IS THERE ANYTHING WRONG WITH JUST DOING PROJECTS?
Most of the existing connections between community groups and schools are “project-based,” meaning the groups provide funds and volunteers to accomplish various projects at a school. In most cases, these projects are outside the school’s budget or could not be accomplished without outside assistance. Common projects include an annual school clean-up day, providing a crew of laborers for maintenance tasks, donating winter coats for underprivileged students, and raising funds for a cause promoted by the school. Yet, organizations participate in these one-time or even annual projects without ever developing a real relationship with school personnel or parents.
PROJECTS ARE GREAT, BUT COULDN'T THERE BE SOMETHING MORE?
We commend all groups serving their schools through projects. However, we believe any community stakeholder can be more effectively involved by establishing and cultivating a relationship with the school community. Friendships develop through spending time together regularly and keeping the lines of communication open. In the same way, community leaders should invest time and energy into forming relationships with school staff and administrators. We’ve seen the power of these relationship-based partnerships. Instead of a periodic resource, the community group becomes part of the fabric of the school community.
HOW DO YOU BUILD THAT TYPE OF PARTNERSHIP?
This kind of relationship doesn’t just happen; it has to be developed. To begin, a community or business leader or pastor might invite the school’s principal to have coffee or lunch. This might be followed by a meeting between key organizational leaders and representatives from the school. The group’s involvement in past and present projects will help build trust, but learning about the school’s vital needs straight from the source is crucial. As the organization is able to meet some of those needs – and follows through on their commitment to do so – the school community begins to view it as a real partner.

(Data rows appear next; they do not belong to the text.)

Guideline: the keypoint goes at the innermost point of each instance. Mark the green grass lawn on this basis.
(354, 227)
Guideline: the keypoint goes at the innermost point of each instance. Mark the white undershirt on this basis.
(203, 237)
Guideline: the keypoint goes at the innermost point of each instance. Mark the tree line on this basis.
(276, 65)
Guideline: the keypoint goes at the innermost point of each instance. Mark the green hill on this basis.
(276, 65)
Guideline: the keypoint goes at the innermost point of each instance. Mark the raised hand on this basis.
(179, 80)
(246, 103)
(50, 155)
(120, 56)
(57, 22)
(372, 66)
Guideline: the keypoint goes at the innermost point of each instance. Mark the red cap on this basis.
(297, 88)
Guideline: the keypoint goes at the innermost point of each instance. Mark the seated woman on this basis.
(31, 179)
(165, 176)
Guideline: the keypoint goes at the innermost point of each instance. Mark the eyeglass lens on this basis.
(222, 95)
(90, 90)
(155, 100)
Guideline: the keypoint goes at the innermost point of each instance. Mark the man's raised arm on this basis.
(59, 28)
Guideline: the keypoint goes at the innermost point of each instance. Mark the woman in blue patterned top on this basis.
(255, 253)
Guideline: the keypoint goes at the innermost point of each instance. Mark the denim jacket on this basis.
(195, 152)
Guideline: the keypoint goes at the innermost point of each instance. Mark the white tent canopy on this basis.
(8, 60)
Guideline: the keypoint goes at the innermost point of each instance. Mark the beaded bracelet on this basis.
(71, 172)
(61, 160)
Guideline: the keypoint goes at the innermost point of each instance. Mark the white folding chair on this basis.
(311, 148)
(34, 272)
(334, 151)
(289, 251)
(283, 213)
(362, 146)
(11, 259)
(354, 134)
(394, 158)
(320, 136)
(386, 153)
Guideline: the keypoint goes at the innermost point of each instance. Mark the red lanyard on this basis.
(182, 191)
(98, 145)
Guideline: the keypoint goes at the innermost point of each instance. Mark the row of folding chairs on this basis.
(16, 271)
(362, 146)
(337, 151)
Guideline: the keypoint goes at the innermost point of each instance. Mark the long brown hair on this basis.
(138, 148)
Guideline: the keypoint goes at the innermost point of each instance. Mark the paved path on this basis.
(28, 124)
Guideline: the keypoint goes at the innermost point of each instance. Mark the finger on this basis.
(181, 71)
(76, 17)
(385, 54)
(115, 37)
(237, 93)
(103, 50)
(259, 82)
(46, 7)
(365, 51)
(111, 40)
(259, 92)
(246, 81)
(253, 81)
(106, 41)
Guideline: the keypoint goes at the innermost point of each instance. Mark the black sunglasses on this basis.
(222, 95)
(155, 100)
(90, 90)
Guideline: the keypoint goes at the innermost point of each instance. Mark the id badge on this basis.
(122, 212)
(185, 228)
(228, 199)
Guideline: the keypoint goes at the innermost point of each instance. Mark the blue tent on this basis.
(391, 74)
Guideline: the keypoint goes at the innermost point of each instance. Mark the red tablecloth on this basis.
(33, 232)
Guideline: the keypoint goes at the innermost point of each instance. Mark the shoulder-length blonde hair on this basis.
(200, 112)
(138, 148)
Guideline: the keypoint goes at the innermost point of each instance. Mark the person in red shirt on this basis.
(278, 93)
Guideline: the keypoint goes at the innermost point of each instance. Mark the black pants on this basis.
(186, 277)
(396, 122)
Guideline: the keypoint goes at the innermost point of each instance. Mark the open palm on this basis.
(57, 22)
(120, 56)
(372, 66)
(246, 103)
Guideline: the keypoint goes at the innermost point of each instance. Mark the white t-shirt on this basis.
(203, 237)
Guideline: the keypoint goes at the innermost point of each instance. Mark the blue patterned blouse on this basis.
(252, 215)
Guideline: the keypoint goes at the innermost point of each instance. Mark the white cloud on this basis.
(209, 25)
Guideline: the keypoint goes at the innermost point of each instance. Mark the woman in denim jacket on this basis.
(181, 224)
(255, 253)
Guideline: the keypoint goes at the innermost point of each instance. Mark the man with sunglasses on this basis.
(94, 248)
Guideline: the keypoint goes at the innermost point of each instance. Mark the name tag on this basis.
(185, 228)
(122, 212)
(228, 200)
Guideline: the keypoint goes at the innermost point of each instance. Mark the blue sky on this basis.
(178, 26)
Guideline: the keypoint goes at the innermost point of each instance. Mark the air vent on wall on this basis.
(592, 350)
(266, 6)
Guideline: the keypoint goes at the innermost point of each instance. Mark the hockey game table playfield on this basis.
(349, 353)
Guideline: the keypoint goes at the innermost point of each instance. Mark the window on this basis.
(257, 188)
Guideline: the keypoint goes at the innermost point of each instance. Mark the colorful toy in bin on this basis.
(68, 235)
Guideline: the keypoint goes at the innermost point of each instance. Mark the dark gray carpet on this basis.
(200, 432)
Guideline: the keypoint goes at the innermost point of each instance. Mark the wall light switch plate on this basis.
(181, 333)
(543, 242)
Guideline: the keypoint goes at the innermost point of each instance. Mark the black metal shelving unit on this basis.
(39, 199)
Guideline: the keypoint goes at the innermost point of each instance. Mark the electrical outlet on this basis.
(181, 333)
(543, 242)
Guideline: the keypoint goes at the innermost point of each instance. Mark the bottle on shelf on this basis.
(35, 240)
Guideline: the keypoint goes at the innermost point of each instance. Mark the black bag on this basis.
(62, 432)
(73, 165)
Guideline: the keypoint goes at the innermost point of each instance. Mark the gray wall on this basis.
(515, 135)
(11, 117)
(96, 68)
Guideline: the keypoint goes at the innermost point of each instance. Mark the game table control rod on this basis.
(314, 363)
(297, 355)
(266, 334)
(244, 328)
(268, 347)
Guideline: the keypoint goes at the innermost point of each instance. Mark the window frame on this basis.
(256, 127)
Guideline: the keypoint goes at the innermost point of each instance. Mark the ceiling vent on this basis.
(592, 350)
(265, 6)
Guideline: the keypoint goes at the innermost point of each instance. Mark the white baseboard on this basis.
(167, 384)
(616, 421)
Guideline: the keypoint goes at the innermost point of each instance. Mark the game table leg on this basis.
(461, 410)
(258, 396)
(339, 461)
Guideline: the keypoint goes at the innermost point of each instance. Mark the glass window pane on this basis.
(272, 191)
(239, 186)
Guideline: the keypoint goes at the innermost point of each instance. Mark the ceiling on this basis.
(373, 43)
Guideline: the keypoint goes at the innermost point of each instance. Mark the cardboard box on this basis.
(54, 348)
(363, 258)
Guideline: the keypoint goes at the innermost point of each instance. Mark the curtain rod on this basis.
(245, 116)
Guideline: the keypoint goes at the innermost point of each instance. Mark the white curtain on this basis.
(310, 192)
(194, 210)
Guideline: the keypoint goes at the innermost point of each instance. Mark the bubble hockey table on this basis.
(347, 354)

We can’t stress enough the need to “under-promise and over-deliver.” Many schools have been disappointed by the empty promises of community and faith-based groups in the past, often because of a group serving for a short time and then disappearing. Though short-term service is helpful, it can also prove disheartening and detrimental to building a relationship-based partnership. We believe it is better for an organization to do less, but do it consistently.

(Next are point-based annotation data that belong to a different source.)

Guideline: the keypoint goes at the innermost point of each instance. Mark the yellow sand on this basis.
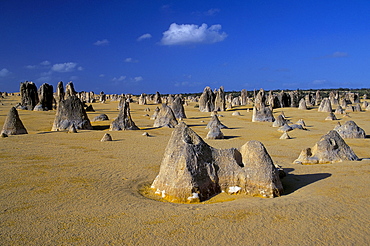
(59, 188)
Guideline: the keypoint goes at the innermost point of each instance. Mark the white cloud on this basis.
(103, 42)
(4, 72)
(139, 78)
(45, 63)
(144, 36)
(212, 12)
(64, 67)
(191, 34)
(130, 60)
(121, 78)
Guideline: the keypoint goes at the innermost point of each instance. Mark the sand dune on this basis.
(58, 188)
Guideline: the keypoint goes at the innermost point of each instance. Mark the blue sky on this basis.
(182, 46)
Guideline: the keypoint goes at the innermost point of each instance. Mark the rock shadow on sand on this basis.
(293, 182)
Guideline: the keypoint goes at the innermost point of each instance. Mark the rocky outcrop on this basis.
(29, 96)
(165, 117)
(325, 106)
(124, 120)
(71, 111)
(193, 171)
(330, 148)
(350, 130)
(206, 101)
(178, 108)
(13, 124)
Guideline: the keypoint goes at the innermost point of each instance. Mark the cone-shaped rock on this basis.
(178, 108)
(165, 117)
(331, 116)
(124, 120)
(71, 111)
(350, 130)
(285, 136)
(29, 96)
(13, 124)
(330, 148)
(215, 122)
(72, 129)
(325, 105)
(215, 133)
(106, 137)
(192, 171)
(280, 121)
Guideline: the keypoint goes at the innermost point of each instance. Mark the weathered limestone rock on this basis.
(215, 133)
(193, 171)
(215, 122)
(350, 130)
(330, 148)
(106, 137)
(13, 124)
(45, 94)
(206, 101)
(302, 104)
(178, 108)
(220, 102)
(280, 121)
(124, 120)
(285, 136)
(325, 106)
(101, 117)
(71, 111)
(29, 96)
(165, 117)
(331, 116)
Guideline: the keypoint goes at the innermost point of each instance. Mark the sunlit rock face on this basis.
(330, 148)
(193, 171)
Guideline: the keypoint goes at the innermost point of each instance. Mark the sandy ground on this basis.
(58, 188)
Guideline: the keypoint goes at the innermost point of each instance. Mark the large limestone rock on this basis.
(45, 93)
(13, 124)
(193, 171)
(325, 106)
(206, 101)
(178, 108)
(330, 148)
(220, 104)
(71, 111)
(165, 117)
(124, 120)
(350, 130)
(29, 96)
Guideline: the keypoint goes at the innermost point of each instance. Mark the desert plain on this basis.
(59, 188)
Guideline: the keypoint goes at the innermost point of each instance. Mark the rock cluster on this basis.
(193, 171)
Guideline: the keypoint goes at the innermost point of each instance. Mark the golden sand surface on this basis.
(59, 188)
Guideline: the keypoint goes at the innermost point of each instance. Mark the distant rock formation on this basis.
(325, 106)
(206, 101)
(193, 171)
(13, 124)
(178, 108)
(29, 96)
(350, 130)
(71, 111)
(45, 94)
(215, 122)
(124, 120)
(330, 148)
(215, 133)
(106, 137)
(165, 117)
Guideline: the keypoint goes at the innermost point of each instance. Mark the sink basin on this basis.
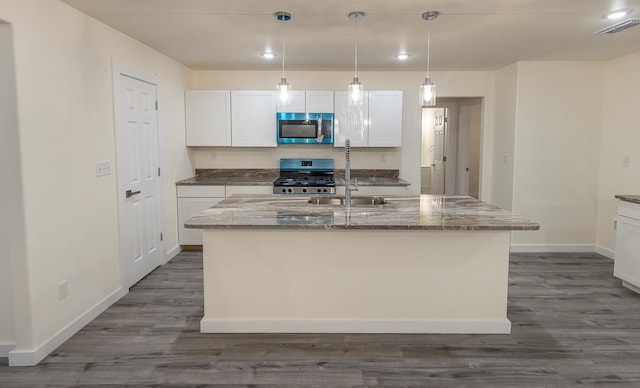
(355, 201)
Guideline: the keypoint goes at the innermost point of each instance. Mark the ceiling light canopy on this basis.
(617, 14)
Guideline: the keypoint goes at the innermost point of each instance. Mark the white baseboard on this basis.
(171, 254)
(5, 349)
(32, 357)
(541, 248)
(606, 252)
(355, 326)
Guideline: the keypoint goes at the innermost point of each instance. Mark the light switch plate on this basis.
(103, 168)
(626, 161)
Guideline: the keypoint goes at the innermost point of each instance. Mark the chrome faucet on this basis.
(347, 175)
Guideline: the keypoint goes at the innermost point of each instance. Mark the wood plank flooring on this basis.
(573, 325)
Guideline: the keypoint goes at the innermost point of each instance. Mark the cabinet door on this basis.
(385, 118)
(187, 208)
(208, 117)
(627, 259)
(253, 118)
(297, 103)
(350, 121)
(260, 189)
(319, 101)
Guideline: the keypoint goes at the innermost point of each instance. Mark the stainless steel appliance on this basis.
(304, 128)
(305, 176)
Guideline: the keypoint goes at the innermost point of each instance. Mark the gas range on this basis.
(305, 176)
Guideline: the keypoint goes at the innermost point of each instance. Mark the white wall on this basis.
(11, 209)
(620, 137)
(407, 159)
(65, 111)
(557, 151)
(503, 140)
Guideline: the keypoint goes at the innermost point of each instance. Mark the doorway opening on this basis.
(451, 143)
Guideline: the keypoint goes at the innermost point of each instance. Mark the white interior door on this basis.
(138, 177)
(438, 165)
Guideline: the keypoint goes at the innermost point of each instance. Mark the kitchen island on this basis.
(427, 264)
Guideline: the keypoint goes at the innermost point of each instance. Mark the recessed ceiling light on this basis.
(617, 14)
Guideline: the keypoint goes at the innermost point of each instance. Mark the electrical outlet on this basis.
(103, 168)
(63, 289)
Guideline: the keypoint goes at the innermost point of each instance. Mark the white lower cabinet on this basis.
(627, 257)
(231, 190)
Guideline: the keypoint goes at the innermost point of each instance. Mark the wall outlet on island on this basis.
(63, 289)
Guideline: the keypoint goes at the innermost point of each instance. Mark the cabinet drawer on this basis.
(200, 191)
(261, 189)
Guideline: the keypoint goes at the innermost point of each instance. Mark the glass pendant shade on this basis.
(284, 92)
(428, 93)
(356, 92)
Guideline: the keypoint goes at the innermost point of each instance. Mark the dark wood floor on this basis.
(573, 324)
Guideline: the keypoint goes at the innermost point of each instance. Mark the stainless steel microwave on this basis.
(304, 128)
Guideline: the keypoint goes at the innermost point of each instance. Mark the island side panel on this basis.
(371, 281)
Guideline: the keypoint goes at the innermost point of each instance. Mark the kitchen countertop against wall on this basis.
(265, 177)
(629, 198)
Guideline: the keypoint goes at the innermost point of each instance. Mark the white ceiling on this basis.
(468, 35)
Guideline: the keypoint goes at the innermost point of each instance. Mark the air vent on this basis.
(622, 25)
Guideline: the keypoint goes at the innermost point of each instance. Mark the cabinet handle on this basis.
(130, 193)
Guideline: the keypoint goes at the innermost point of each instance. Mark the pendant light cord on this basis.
(428, 49)
(283, 52)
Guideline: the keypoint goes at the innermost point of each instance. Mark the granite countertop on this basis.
(424, 212)
(265, 177)
(629, 198)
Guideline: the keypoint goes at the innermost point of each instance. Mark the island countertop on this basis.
(425, 212)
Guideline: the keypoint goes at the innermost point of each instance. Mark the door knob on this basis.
(130, 193)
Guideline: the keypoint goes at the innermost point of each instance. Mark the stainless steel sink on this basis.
(340, 200)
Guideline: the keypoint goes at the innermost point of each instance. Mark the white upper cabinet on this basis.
(253, 117)
(297, 105)
(385, 118)
(376, 123)
(350, 121)
(208, 118)
(319, 101)
(312, 101)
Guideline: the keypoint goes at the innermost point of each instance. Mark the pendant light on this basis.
(356, 91)
(428, 89)
(284, 89)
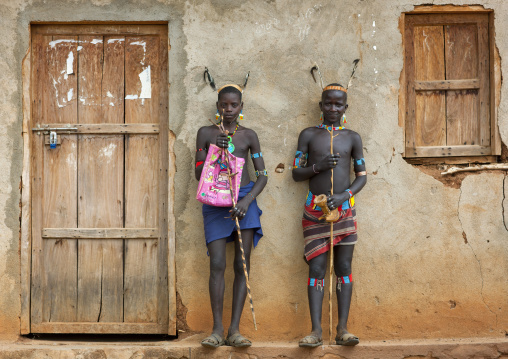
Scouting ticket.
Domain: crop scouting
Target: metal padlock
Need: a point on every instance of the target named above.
(53, 139)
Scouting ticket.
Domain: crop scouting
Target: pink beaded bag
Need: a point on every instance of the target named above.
(213, 188)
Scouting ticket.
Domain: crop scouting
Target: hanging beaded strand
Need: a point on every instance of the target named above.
(231, 146)
(329, 128)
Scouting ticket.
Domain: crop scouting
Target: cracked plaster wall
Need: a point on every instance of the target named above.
(414, 274)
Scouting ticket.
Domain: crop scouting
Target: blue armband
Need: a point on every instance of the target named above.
(300, 159)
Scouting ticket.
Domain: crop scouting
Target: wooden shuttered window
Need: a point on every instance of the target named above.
(449, 79)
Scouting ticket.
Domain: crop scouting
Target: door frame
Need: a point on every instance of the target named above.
(167, 162)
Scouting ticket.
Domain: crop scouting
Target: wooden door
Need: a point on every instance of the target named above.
(99, 194)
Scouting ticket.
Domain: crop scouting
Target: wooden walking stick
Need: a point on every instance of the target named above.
(330, 296)
(238, 231)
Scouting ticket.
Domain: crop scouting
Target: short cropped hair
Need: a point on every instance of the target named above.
(333, 84)
(229, 89)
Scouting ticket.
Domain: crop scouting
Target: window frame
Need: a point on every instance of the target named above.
(434, 15)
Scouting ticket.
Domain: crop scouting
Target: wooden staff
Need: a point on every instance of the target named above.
(331, 249)
(238, 231)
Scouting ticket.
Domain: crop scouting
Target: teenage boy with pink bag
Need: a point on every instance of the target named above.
(219, 219)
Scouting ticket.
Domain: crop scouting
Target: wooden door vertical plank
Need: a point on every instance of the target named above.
(166, 293)
(39, 76)
(113, 112)
(100, 186)
(25, 238)
(461, 49)
(484, 113)
(430, 114)
(90, 256)
(60, 184)
(141, 180)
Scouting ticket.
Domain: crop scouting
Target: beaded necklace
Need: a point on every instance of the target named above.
(231, 146)
(329, 128)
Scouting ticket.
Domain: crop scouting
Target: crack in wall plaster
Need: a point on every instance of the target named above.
(475, 256)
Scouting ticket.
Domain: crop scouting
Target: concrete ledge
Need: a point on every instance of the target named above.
(190, 348)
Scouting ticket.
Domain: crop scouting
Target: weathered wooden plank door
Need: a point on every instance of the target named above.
(99, 179)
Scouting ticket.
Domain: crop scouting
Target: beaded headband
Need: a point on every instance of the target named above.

WHAT ARE THE MINIMAL REQUIREMENTS FOR A REAL PARTNERSHIP?
Communication is crucial in any relationship. We suggest a group wishing to develop a relationship-based partnership maintain at least a minimal level of contact (at least every other month) with the school administrators and staff. Stop by the school office to say hello, and ask if there is anything the organization can do to help. If you ask that question consistently, the school will begin to think of you as a resource when a need arises. As the relationship grows, communication should become even more frequent. This could be a mixture of phone calls, personal visits, and interacting with school personnel while serving or during school functions.
Another essential element is an attitude of service without a hidden agenda. Your organization is in the business of providing regular services to the larger community, and should do so freely on your property. However, we ask that when your group serves on school property they maintain the school’s agenda as paramount. This is especially sensitive for faith-based groups which must respect separation of church and state issues while otherwise supporting the school. Individuals and families served by faith communities may very well seek out spiritual direction from church members, but this should be done offsite at the church building or a neutral location. The school’s staff should feel confident that those serving from faith-based groups are not crossing that line.
WHAT IF WE CAN'T DO IT ALL?
While communication and serving without an agenda are requisites for any true partnership between a community group and a school, there are various levels of time and involvement that can actually define such partnerships. Based on available resources, the number of volunteers, needs at the school, and the partner’s commitment level, these partnerships can take on many forms. We have established a list of criteria to help an organization determine their own interest and commitment level:
- Frequency of involvement
- Number of volunteers involved
- Total number of volunteer hours annually
- Relational significance
- Financial commitment
WHAT'S THE BOTTOM LINE?
In the end, the success of a partnership between a community group and a school is based on the establishment of a mutually beneficial relationship. The school benefits as the partner helps addresses its needs. The partner benefits as its constituents get out of the building, serves the school in a meaningful way, and builds a bridge to families in the community that are not currently connected to a community resource. Trust is built over time, allowing these connections to grow. This, in essence, is the meaning of the word “community.”